すると、音無さんはその言葉の審議を確かめるようにスケッチブックから目元だけを出してこちらの様子を伺う。
それに対する答えは当然「笑顔」だ。ちなみに、これは本心からである。
正直、俺は発表とか以外で上手く話せなくなった経験がないので、音無さんの気持ちがわからない。
しかし、本人が長年苦しんでいるとすればそれは本気で困っていることなのだろう。
となれば、それに対する克服の兆しが先ほどのようにたとえ呟き声であっても一端でも見えたのなら、それは十分な進歩と言えよう。
そもそも経った3日そこらで音無さんとの信頼関係が作れたとは思っていない。加えて、男に対して。
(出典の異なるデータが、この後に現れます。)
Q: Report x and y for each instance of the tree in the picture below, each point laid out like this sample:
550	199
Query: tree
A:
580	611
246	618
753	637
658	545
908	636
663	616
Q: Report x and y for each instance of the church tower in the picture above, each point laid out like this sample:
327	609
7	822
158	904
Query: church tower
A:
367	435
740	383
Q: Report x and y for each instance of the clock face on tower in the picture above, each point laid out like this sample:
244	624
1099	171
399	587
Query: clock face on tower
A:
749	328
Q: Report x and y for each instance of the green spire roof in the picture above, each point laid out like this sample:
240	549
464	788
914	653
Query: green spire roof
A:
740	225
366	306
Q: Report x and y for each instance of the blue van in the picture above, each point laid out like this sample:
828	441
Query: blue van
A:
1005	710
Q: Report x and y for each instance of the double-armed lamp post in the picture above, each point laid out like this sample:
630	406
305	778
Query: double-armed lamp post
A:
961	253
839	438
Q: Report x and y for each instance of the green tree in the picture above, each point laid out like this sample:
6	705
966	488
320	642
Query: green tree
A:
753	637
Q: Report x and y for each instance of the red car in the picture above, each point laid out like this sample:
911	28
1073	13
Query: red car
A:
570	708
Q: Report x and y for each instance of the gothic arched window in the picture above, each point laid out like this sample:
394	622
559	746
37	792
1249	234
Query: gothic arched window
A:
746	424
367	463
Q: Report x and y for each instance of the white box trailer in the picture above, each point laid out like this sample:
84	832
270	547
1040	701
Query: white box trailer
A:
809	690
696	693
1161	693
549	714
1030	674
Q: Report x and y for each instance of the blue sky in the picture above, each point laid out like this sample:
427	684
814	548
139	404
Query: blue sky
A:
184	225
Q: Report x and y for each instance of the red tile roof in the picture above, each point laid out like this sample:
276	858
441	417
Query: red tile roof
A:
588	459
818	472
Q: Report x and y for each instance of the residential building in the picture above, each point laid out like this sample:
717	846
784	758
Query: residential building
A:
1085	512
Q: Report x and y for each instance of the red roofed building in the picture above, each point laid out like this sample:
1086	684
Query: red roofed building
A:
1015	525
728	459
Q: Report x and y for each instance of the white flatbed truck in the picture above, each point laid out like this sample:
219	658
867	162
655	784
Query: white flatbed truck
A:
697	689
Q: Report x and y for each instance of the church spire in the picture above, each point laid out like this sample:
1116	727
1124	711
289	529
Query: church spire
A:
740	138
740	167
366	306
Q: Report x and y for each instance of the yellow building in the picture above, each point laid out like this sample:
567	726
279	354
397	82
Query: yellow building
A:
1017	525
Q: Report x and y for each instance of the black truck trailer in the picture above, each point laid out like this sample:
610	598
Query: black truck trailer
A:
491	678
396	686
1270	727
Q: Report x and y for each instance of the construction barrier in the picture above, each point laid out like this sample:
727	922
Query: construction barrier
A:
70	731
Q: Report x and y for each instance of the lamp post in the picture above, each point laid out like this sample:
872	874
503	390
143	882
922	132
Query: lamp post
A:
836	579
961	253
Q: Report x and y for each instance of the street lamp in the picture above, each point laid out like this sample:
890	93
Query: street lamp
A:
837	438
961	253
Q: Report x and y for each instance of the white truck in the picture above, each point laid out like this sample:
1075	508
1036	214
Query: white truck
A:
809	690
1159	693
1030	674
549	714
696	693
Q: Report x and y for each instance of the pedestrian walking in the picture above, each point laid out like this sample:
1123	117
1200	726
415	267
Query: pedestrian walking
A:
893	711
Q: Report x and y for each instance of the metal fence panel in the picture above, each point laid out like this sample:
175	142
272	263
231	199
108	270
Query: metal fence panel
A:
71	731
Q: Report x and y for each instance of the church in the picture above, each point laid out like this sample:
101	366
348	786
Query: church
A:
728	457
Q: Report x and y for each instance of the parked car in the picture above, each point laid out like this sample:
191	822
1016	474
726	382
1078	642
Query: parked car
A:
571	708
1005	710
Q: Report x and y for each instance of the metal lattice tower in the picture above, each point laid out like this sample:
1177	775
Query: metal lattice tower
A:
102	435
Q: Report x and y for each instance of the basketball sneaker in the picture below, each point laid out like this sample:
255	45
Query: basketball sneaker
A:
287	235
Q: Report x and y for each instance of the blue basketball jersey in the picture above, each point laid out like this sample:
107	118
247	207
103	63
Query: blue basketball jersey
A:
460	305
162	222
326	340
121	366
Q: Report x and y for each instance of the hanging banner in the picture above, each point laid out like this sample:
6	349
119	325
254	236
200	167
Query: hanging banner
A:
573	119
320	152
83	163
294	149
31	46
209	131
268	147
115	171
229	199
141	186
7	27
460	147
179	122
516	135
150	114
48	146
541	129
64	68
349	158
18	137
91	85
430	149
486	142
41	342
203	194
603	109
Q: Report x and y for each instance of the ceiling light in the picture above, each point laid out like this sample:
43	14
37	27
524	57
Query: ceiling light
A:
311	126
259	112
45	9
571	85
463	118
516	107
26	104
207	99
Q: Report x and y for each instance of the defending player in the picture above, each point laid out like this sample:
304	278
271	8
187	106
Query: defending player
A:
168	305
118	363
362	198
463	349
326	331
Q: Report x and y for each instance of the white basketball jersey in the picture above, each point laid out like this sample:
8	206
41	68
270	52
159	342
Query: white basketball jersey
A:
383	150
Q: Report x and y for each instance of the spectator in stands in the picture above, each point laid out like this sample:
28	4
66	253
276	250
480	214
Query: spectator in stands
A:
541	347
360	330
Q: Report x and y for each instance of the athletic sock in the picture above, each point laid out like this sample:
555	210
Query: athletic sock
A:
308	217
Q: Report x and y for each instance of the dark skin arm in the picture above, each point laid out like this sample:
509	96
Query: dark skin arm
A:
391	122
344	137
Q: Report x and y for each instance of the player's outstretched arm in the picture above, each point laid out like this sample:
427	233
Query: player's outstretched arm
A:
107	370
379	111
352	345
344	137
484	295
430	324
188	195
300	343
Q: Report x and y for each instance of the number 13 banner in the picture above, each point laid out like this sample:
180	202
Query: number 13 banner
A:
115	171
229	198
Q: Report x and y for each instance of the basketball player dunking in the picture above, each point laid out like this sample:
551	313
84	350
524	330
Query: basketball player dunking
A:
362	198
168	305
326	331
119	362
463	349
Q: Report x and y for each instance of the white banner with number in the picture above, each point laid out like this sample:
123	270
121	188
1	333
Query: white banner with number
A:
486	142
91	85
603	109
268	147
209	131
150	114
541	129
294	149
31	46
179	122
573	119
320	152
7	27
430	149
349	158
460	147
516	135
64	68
だから、尚更すごい成長をしているのだ。これは十分に褒めるに値する結果であろう。この際、音無さんの数学が全く進んでいないことなんてどうでもいい。
音無さんはこちらの様子を見ながらスケッチブックに文章を書いていく。
『あの.....手を......少し恥ずかしいです』
「あ、悪い。つい昔の妹みたいな背丈だったもんで」
そう言えば、俺はいつの間に
ともあれ、俺の行動の甲斐があってか音無さんの表情からはすっかり自分に対する邪気が抜けて、右手で頭を触れながらボーっとしている。
うっ、そんな気にするか。すまんな、イケメンでも主人公でもなくて。
すると、音無さんはボーっとした表情のまま文章を書くと俺に見せた。
『もう一度.....って言ったらお願いできますか?』
む!? まさかのおかわり......だと!? あ、いやまあ、別にいいけど......特に需要なくね?
ともあれ、言われた通りに音無さんの頭を撫でていく。
しばらくして、音無さんが俺の手を持って頭から話していくとペンを持って向かったのはスケッチブックではなく、数学のプリントであった。
その次の瞬間、先ほどまで悩んでいた問題をパパっと解いてしまって、そのままブーストがかかったように次々と問題を解き始めた。え、新たなスキルでも解放した?
そんな音無さんの先ほどまでの悩みっぷりはどこへやら。そのまま下校時刻まで数学のプリントを終わらせてしまった。